Pearson was the one who coordinated the Food Truck Friday temporary park at the Floyd BOE this past spring. He is working to coordinate a few more for fundraising events, such as next Monday’s (August 6) Food Truck Day at the Rome-Floyd Parks and Recreation office on Shorter Avenue to support the Sexual Assault Center of Northwest Georgia’s Rome Celebrity Dance Challenge.
“We do a lot of fundraisers because I love to give back to the community when I can. And we try to do what we can to help fellow food trucks out as well by including them in events,” he says.
“But for business, it all comes down to catering. I’ve seen a lot of good food trucks in Rome and lot of them have shut down.

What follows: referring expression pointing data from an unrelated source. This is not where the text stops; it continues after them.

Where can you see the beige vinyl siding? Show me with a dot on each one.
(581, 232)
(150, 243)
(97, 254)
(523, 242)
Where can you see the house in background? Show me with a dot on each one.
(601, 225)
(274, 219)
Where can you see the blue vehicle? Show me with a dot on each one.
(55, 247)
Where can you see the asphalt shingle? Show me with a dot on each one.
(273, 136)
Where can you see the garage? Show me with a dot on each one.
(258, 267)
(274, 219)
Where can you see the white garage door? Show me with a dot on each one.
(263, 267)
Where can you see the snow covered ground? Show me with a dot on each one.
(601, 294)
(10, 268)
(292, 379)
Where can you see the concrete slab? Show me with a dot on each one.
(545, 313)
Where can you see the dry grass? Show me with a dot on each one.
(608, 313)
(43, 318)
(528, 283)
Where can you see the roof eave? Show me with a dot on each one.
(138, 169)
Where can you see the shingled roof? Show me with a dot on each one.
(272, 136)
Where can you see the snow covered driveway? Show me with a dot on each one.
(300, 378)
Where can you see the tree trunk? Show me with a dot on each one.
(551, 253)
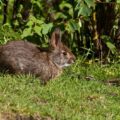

The vibe is just not as big in Rome as elsewhere and I think it’s mainly because there isn’t a food truck park.”
Local businessman T.K. Hamilton had a vision for central location called “Chow Town Park” on his property at 607 Shorter Ave. back in 2014 but city code requirements halted the plan. He even revisited the plan with a trial run event in May 2016, but nothing more has been developed. A central food truck location also was pitched as part of the ag center proposal in the most recent special purpose tax in Rome and Floyd County (the overall package was OK’d by voters last November).
As for the future, Sawyer says, “I’d like to bring a small food truck zone to Downtown Rome after hours, after the restaurants close. There are so many folks, especially college students, that are out after hours downtown. I am talking with the (Rome-Floyd) Planning Department and Downtown Development Authority about the idea. It’s our dream to integrate into downtown,” she says.
In the meantime, Sawyer and her business partner Benjamin Mitchell are in the process of purchasing a new 36-foot truck to do more large-scale festivals and music events.
“We can serve almost 200 people an hour in our current truck with a great set-up. But my big dream is to travel to music and arts festivals with more than 35,000 in attendance. There are so many large festivals between March and October all over the Southeast…we could even do an East Coast tour of music festivals,” she says.